Pay attention to the body language of a person with ID. For example, you may identify a person who is about to display aggressive behaviour through cues such as fist clenching, lip biting, or stomping of feet. The facial expression, body posture, and tone of voice will provide many cues. Examples of positive cues include smiling, eye contact, relaxed body, responding well to social interaction, and so on. Examples of negative cues include restless, rigid body, feet tapping, slumped posture, a relaxed tone of voice, and so on.

Useful Links

https://www.mencap.org.uk/sites/default/files/2016-06/hospitalcommunicationbook.pdf

http://www.bild.org.uk/EasySiteWeb/GatewayLink.aspx?alId=3338

https://www.asha.org/NJC/AAC/

Key Points

  • Specific learning, motor, and communication disorders start at childhood and often persist into adulthood, with changes of symptomatology across time depending on age and environmental requirements.

  • If an ID is present, a specific learning disorder can be diagnosed additionally only if the specific learning difficulties are more severe than those attributable to ID.

  • Current classificatory systems introduced significant changes to diagnostic criteria of specific learning, motor, and communication disorders in comparison to previous editions.

  • Specific learning disorders are among the most common neurodevelopmental disorders, with a prevalence of 5–15% in school-age children across different languages and cultures, and approximately 4% in adults.

  • The identification of the causes of SLD is complicated by their heterogeneity. Nevertheless, most experts agree on a biological origin of the cognitive anomalies that underlie behavioural symptoms of the disorders.

  • The assessment of SLDs should be made by specialists with appropriate training and expertise and address cognitive, speech and language, medical, psychological, and educational aspects.

  • Early intervention is critical for all SLDs to avoid or reduce negative outcome.

  • Various treatments and support programmes are available for SLDs, showing a varied rate of success.

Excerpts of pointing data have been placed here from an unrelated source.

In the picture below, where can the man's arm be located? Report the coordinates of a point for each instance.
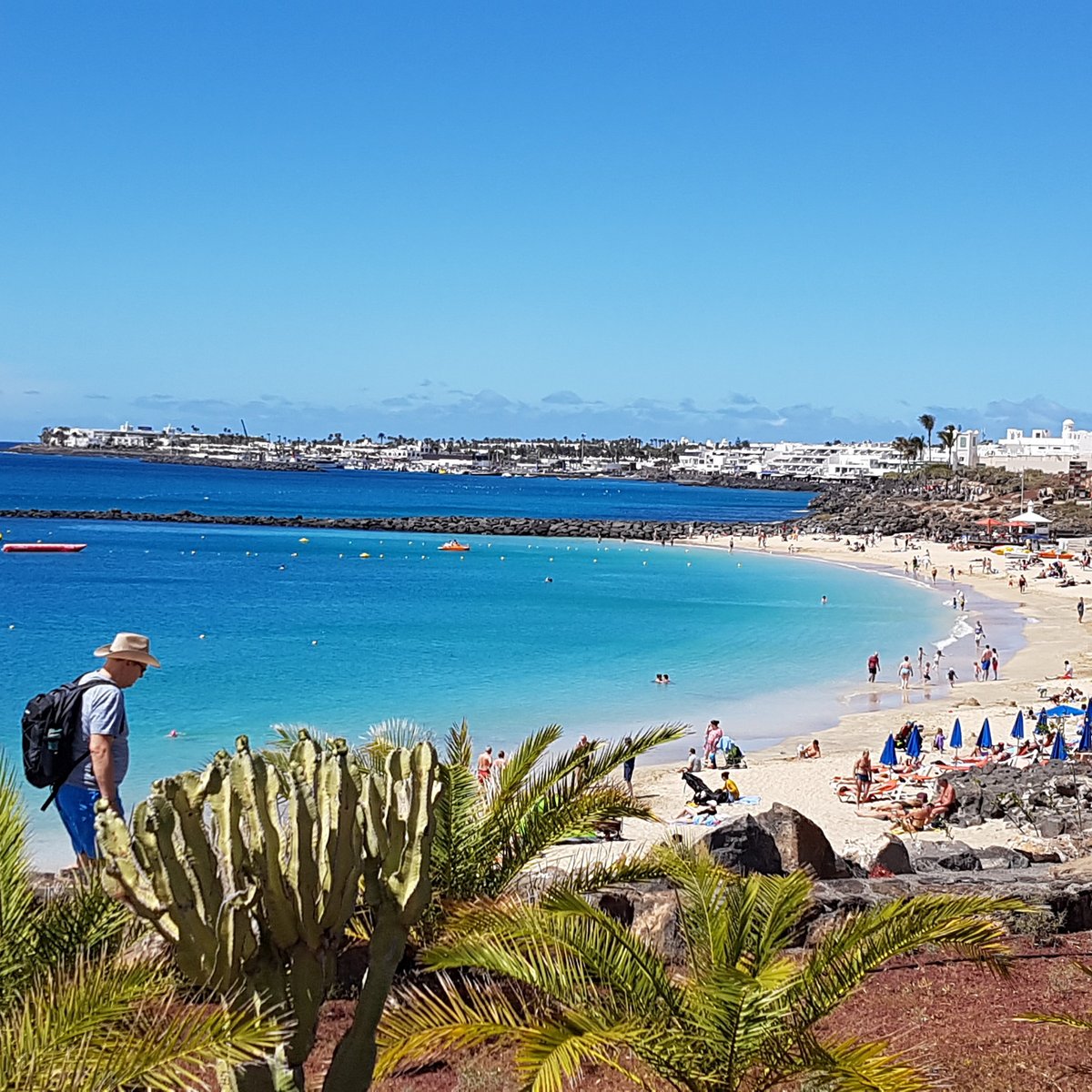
(102, 764)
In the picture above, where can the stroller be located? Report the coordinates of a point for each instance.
(733, 756)
(703, 794)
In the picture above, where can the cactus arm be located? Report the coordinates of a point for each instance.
(123, 877)
(354, 1060)
(397, 885)
(301, 869)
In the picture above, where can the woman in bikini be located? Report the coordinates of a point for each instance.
(863, 775)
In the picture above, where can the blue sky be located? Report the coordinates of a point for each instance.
(767, 219)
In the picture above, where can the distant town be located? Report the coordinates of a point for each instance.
(1069, 453)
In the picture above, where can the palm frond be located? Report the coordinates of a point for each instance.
(421, 1024)
(83, 921)
(460, 748)
(853, 1066)
(386, 736)
(531, 751)
(16, 896)
(102, 1026)
(865, 943)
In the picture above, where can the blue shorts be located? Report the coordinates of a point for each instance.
(76, 807)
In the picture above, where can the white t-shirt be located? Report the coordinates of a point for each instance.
(103, 714)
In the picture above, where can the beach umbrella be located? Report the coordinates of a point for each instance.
(915, 743)
(1058, 751)
(888, 758)
(956, 741)
(1086, 743)
(986, 740)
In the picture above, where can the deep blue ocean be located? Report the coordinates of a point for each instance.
(257, 627)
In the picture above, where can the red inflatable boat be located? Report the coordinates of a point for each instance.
(44, 547)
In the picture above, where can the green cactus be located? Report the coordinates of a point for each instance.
(398, 857)
(252, 873)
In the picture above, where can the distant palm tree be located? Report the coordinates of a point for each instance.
(947, 437)
(571, 986)
(927, 421)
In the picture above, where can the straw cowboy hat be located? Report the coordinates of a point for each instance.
(132, 647)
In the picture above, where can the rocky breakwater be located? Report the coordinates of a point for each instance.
(781, 840)
(642, 530)
(1052, 801)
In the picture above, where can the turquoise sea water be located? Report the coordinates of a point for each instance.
(256, 627)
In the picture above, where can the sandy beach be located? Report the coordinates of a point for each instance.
(1052, 634)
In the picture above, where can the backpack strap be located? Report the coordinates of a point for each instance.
(79, 691)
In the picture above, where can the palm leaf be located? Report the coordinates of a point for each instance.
(103, 1027)
(867, 940)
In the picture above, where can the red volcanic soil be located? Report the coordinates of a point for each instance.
(949, 1019)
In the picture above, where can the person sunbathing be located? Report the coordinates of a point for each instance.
(907, 765)
(945, 802)
(911, 814)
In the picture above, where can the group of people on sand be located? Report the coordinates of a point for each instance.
(490, 768)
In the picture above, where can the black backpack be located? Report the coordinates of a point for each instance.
(50, 726)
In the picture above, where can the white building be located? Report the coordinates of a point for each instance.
(1038, 450)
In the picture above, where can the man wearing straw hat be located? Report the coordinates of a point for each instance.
(103, 738)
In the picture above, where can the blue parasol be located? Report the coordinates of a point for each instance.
(915, 743)
(1086, 743)
(986, 740)
(956, 737)
(1058, 751)
(888, 758)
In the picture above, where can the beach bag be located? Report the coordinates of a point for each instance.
(50, 726)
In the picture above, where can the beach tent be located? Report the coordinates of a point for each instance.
(986, 740)
(1018, 727)
(956, 741)
(1029, 519)
(1058, 751)
(888, 758)
(915, 743)
(1086, 743)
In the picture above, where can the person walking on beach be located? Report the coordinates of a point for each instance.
(713, 735)
(103, 740)
(627, 767)
(485, 765)
(693, 763)
(905, 672)
(863, 775)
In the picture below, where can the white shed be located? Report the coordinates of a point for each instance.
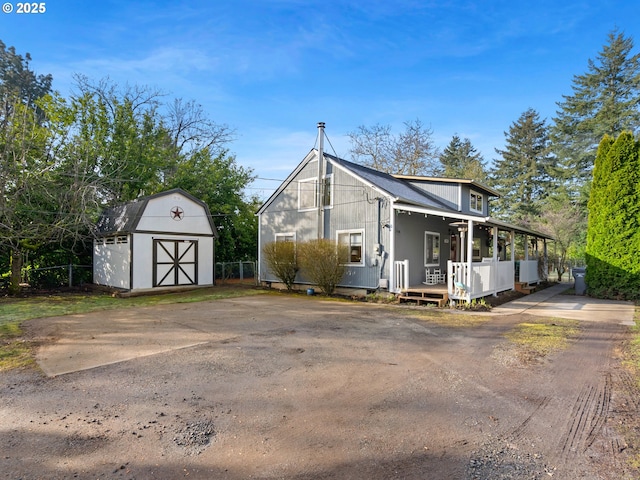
(165, 240)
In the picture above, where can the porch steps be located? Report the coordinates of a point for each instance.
(441, 298)
(525, 288)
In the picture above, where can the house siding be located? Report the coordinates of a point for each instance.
(409, 241)
(354, 206)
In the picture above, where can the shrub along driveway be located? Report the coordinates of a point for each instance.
(278, 386)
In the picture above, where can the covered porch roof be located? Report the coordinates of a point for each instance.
(476, 219)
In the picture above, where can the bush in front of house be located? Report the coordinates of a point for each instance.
(613, 233)
(281, 260)
(323, 262)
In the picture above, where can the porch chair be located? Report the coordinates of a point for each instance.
(460, 288)
(431, 278)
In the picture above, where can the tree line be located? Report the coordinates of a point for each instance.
(544, 172)
(64, 159)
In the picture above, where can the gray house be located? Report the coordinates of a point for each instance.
(428, 236)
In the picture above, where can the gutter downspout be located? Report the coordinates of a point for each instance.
(320, 184)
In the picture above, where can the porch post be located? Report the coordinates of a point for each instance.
(545, 259)
(494, 267)
(512, 234)
(469, 260)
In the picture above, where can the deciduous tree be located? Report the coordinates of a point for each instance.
(605, 101)
(412, 152)
(460, 159)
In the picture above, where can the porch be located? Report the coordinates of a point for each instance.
(484, 258)
(466, 281)
(437, 294)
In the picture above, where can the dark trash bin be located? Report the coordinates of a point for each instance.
(578, 275)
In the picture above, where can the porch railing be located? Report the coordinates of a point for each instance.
(485, 278)
(400, 275)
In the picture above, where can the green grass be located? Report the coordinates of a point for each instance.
(447, 319)
(16, 352)
(539, 338)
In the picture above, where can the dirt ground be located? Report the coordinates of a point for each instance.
(295, 387)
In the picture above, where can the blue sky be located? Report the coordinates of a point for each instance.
(272, 69)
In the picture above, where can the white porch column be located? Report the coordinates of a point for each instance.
(469, 259)
(545, 259)
(495, 261)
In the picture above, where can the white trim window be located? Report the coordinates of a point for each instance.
(354, 240)
(286, 237)
(476, 202)
(307, 194)
(431, 249)
(327, 192)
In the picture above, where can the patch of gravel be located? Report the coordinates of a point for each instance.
(196, 436)
(502, 460)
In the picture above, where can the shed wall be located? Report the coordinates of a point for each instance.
(111, 264)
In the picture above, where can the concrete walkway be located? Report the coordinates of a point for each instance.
(551, 302)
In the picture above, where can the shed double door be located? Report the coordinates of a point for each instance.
(175, 262)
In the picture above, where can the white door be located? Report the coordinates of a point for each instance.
(175, 262)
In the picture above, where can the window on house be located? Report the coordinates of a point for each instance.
(327, 193)
(353, 239)
(477, 254)
(431, 249)
(307, 194)
(476, 202)
(285, 237)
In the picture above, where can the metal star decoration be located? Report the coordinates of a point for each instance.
(177, 213)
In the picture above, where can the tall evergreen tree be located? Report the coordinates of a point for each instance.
(460, 159)
(605, 101)
(521, 174)
(411, 152)
(613, 233)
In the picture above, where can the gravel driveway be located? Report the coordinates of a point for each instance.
(277, 386)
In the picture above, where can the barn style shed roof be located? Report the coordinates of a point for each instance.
(125, 218)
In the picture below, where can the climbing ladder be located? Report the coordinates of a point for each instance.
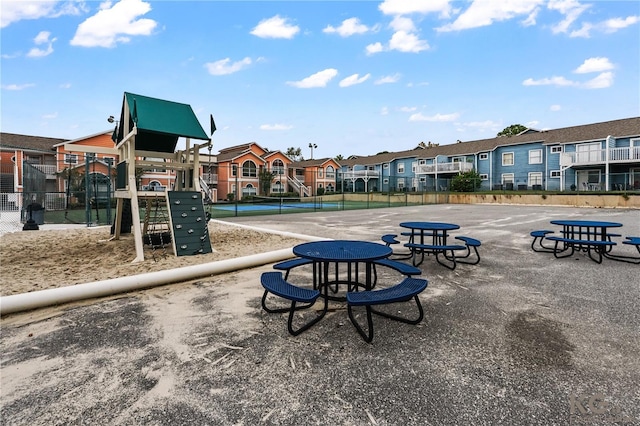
(188, 223)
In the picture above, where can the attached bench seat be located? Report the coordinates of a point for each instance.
(631, 241)
(274, 283)
(288, 265)
(571, 244)
(538, 237)
(471, 243)
(438, 250)
(403, 268)
(406, 290)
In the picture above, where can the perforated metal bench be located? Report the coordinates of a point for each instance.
(288, 265)
(471, 243)
(538, 237)
(406, 290)
(438, 250)
(570, 245)
(274, 283)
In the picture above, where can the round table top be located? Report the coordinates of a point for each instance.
(587, 223)
(342, 251)
(431, 226)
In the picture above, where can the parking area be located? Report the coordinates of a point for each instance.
(520, 338)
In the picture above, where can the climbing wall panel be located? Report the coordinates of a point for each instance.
(188, 223)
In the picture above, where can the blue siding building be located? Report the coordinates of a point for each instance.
(594, 157)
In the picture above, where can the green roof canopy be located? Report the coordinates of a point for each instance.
(160, 123)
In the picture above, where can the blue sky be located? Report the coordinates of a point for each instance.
(354, 78)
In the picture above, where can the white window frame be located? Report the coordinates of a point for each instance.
(535, 156)
(507, 178)
(534, 178)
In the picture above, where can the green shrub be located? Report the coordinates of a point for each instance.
(466, 182)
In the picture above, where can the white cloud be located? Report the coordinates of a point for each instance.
(405, 7)
(571, 9)
(482, 13)
(388, 79)
(402, 23)
(348, 28)
(17, 86)
(615, 24)
(14, 11)
(602, 81)
(594, 65)
(319, 79)
(225, 66)
(407, 42)
(374, 48)
(113, 25)
(553, 81)
(42, 38)
(275, 27)
(276, 127)
(609, 26)
(434, 118)
(353, 80)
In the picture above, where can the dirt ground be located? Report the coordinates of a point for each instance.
(43, 259)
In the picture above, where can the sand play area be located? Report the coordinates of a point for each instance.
(43, 259)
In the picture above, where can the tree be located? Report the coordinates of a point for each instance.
(514, 129)
(265, 177)
(466, 182)
(294, 153)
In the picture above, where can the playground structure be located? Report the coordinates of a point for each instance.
(146, 137)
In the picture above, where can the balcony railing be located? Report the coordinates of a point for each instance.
(355, 174)
(616, 155)
(210, 178)
(48, 170)
(453, 167)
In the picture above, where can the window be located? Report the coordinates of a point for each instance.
(71, 159)
(535, 178)
(249, 190)
(278, 167)
(507, 178)
(331, 172)
(249, 169)
(535, 156)
(507, 159)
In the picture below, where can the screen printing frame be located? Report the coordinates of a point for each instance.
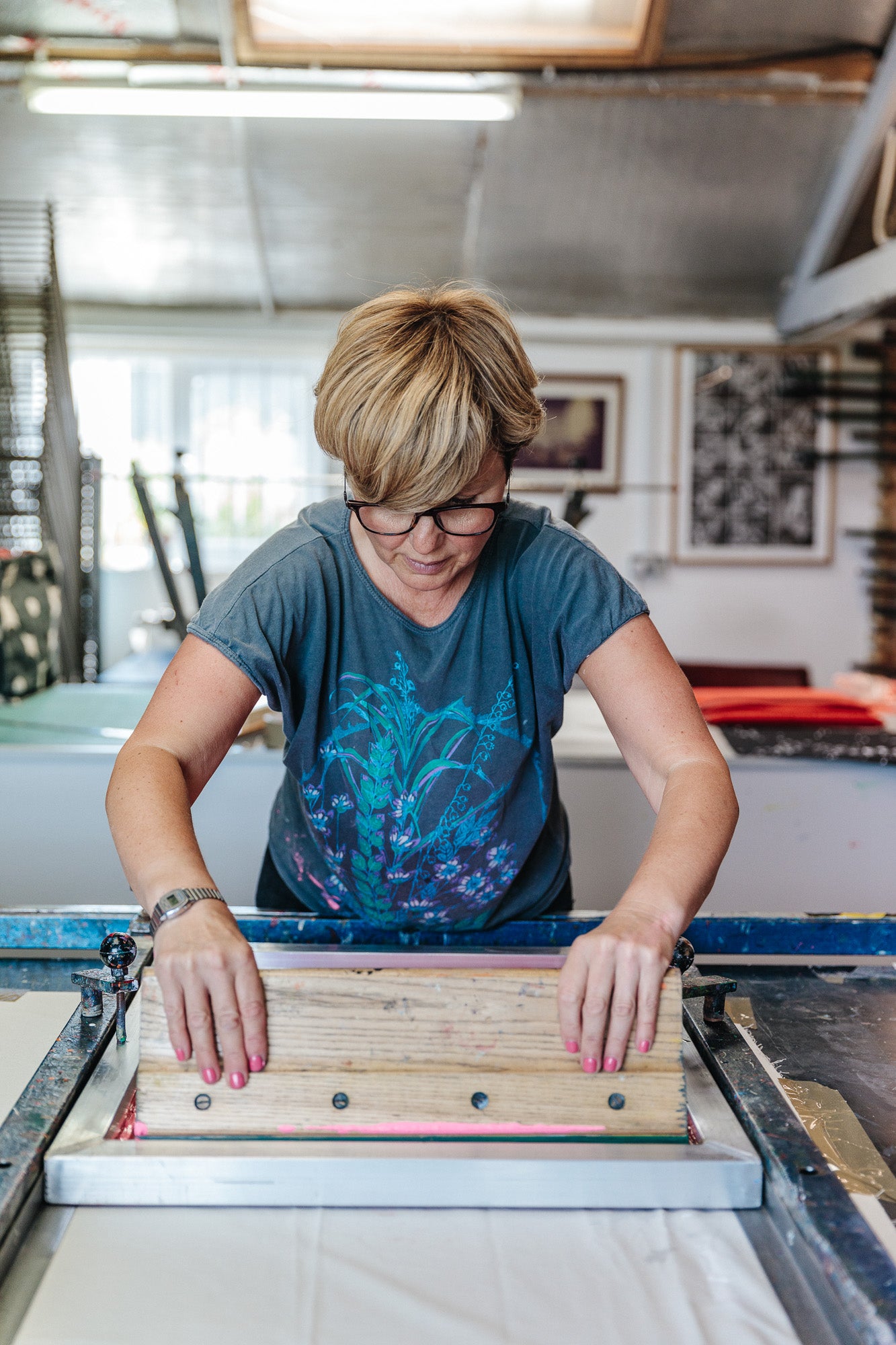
(84, 1167)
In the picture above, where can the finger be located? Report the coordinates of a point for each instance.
(177, 1017)
(201, 1027)
(651, 981)
(229, 1031)
(251, 999)
(595, 1011)
(571, 992)
(622, 1012)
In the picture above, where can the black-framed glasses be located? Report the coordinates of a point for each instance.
(455, 520)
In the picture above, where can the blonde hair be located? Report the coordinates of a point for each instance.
(419, 389)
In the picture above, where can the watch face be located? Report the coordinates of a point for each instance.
(173, 902)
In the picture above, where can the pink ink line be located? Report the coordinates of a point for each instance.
(443, 1128)
(270, 958)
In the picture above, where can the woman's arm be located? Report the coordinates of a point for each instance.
(612, 974)
(205, 968)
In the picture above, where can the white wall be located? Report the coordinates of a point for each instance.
(778, 614)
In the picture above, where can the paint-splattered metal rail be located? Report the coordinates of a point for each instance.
(41, 1110)
(731, 937)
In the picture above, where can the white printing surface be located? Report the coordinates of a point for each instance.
(29, 1027)
(229, 1277)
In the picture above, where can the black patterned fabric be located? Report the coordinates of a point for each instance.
(30, 607)
(810, 740)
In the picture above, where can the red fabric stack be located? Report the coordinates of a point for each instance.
(782, 705)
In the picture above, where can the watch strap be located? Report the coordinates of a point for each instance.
(178, 900)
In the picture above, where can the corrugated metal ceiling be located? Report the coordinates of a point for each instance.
(591, 205)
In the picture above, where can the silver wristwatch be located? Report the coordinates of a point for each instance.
(175, 902)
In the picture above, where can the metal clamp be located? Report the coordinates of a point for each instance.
(118, 953)
(712, 991)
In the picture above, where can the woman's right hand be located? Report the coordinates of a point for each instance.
(210, 985)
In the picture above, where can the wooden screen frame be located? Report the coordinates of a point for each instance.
(448, 57)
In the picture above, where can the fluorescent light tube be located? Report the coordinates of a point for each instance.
(97, 100)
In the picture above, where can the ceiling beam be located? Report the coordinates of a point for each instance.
(817, 298)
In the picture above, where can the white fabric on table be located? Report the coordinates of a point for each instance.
(350, 1277)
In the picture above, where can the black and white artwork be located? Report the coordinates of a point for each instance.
(747, 488)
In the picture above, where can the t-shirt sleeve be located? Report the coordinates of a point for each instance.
(589, 601)
(255, 623)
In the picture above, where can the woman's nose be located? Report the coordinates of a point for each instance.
(425, 536)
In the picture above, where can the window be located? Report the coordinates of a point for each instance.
(240, 431)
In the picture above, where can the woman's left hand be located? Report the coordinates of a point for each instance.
(610, 981)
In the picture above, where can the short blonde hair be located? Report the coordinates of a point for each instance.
(419, 389)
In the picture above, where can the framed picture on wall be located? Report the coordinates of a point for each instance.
(747, 489)
(580, 445)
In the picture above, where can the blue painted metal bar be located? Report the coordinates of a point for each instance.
(826, 935)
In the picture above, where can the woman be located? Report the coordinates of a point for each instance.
(419, 637)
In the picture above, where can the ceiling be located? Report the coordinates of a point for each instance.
(614, 194)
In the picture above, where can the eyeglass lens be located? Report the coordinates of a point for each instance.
(456, 523)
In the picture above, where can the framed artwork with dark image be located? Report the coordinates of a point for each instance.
(580, 443)
(749, 488)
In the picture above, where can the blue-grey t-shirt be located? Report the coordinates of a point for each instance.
(420, 785)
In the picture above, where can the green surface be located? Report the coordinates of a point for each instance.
(75, 715)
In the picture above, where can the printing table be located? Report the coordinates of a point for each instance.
(803, 1266)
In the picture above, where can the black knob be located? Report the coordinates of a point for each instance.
(118, 952)
(684, 956)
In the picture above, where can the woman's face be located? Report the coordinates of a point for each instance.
(427, 559)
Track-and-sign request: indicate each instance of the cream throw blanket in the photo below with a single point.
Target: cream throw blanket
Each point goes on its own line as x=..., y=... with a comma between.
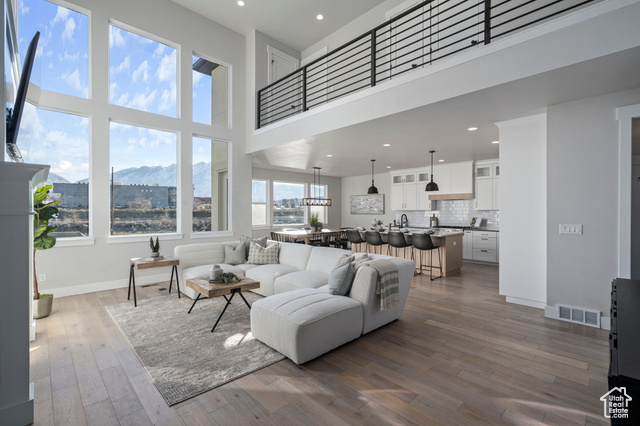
x=388, y=286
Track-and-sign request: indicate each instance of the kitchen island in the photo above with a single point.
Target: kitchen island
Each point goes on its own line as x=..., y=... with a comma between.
x=449, y=241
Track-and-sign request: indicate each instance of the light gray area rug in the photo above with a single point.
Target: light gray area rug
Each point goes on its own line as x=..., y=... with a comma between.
x=178, y=350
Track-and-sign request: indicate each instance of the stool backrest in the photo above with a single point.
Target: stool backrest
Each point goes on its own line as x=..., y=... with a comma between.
x=373, y=238
x=422, y=242
x=354, y=236
x=396, y=239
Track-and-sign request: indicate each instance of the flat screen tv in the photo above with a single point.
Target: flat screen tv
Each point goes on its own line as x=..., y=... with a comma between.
x=15, y=115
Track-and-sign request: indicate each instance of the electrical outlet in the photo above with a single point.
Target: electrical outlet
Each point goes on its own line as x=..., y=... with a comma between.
x=571, y=229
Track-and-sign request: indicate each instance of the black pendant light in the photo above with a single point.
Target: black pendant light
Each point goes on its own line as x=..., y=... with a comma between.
x=372, y=188
x=431, y=186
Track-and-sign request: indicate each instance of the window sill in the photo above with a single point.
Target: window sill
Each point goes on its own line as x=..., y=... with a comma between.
x=218, y=234
x=117, y=239
x=75, y=241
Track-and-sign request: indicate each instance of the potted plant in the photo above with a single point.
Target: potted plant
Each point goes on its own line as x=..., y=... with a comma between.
x=42, y=240
x=315, y=221
x=155, y=248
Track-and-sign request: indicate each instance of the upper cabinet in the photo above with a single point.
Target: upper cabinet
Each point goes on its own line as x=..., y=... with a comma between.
x=487, y=184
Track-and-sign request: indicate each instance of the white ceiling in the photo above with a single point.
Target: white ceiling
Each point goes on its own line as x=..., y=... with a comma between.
x=442, y=126
x=293, y=22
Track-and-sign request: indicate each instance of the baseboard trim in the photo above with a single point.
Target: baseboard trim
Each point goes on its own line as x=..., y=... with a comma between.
x=105, y=285
x=526, y=302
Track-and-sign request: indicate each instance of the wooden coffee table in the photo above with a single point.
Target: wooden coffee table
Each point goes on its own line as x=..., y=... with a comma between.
x=205, y=288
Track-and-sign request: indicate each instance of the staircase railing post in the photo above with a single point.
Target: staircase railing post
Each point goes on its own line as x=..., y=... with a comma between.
x=487, y=21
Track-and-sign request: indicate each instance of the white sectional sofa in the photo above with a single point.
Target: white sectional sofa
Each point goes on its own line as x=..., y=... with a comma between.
x=299, y=317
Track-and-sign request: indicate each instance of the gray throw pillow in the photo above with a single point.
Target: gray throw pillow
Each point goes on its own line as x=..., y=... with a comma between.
x=264, y=256
x=235, y=255
x=341, y=279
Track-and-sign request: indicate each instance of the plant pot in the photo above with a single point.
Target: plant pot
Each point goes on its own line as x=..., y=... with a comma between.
x=42, y=307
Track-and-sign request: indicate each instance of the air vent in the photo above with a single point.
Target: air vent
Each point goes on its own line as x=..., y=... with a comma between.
x=579, y=315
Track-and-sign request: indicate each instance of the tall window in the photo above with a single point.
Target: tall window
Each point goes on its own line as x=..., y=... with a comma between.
x=142, y=73
x=287, y=203
x=143, y=187
x=210, y=92
x=210, y=185
x=63, y=49
x=259, y=202
x=319, y=191
x=61, y=140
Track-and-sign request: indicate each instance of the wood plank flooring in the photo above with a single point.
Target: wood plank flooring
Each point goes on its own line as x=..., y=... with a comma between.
x=459, y=355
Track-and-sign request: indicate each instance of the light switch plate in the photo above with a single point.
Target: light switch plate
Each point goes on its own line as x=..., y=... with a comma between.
x=574, y=229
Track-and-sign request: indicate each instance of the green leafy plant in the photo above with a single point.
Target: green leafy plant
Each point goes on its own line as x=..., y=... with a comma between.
x=154, y=247
x=315, y=218
x=42, y=230
x=227, y=277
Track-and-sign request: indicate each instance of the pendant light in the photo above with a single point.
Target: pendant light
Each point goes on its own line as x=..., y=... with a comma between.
x=315, y=200
x=372, y=188
x=431, y=186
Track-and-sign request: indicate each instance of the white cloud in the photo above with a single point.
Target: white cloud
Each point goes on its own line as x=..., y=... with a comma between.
x=61, y=15
x=143, y=70
x=73, y=79
x=69, y=28
x=68, y=57
x=124, y=65
x=142, y=101
x=115, y=37
x=159, y=50
x=167, y=68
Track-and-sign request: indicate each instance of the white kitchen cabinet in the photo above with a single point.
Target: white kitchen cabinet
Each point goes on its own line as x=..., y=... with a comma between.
x=467, y=245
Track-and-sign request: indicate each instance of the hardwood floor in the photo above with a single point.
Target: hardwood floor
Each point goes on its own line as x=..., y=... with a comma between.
x=459, y=355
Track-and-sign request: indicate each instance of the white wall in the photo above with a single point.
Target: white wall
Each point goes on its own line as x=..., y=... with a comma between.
x=105, y=264
x=334, y=191
x=582, y=171
x=358, y=185
x=523, y=210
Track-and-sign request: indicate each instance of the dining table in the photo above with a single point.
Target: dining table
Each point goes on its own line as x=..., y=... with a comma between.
x=307, y=235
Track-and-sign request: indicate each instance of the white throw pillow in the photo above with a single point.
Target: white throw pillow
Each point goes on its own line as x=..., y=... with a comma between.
x=263, y=256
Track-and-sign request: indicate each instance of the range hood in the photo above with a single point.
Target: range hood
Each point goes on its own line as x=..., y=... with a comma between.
x=464, y=196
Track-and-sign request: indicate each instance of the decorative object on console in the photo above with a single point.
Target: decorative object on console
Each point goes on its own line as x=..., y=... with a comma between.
x=316, y=200
x=155, y=248
x=42, y=240
x=367, y=204
x=372, y=189
x=432, y=186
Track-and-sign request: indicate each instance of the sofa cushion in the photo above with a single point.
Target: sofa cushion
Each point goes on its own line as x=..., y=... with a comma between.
x=235, y=254
x=267, y=274
x=306, y=323
x=202, y=271
x=259, y=255
x=296, y=255
x=341, y=278
x=300, y=279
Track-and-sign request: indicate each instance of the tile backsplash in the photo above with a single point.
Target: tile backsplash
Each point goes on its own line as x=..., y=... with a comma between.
x=452, y=212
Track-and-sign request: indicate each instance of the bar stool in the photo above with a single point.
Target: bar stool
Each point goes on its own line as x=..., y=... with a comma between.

  • Children with motor disorders may be substantially delayed in reaching motor milestones, make repetitive and involuntary movements, or have physical or verbal tics, which cause impairment and result in negative physical, psychological, and social consequences across the whole lifespan.

  • Motor disorders frequently co-occur with ID and/or ASD, supporting the notion that motor, cognitive, and social-communication functioning are interrelated.

  • Stereotyped or repetitive motor movements represent a distinguishing feature of ASD and are not uncommon in persons with ID, especially in those with a moderate-to-severe degree of severity. In these cases, stereotypic movement disorder is diagnosed only when it is sufficiently severe to constitute an adjunctive clinical focus.

  • Persons with more complicated neurodevelopmental disorders, such as ID and ASD co-occurring, have more tics and stereotyped or repetitive motor movements than people with ID alone.

  • Speech sound disorder, speech fluency disorder (stuttering), and social (pragmatic) communication disorder are all common communication disorders in children and adults with ID.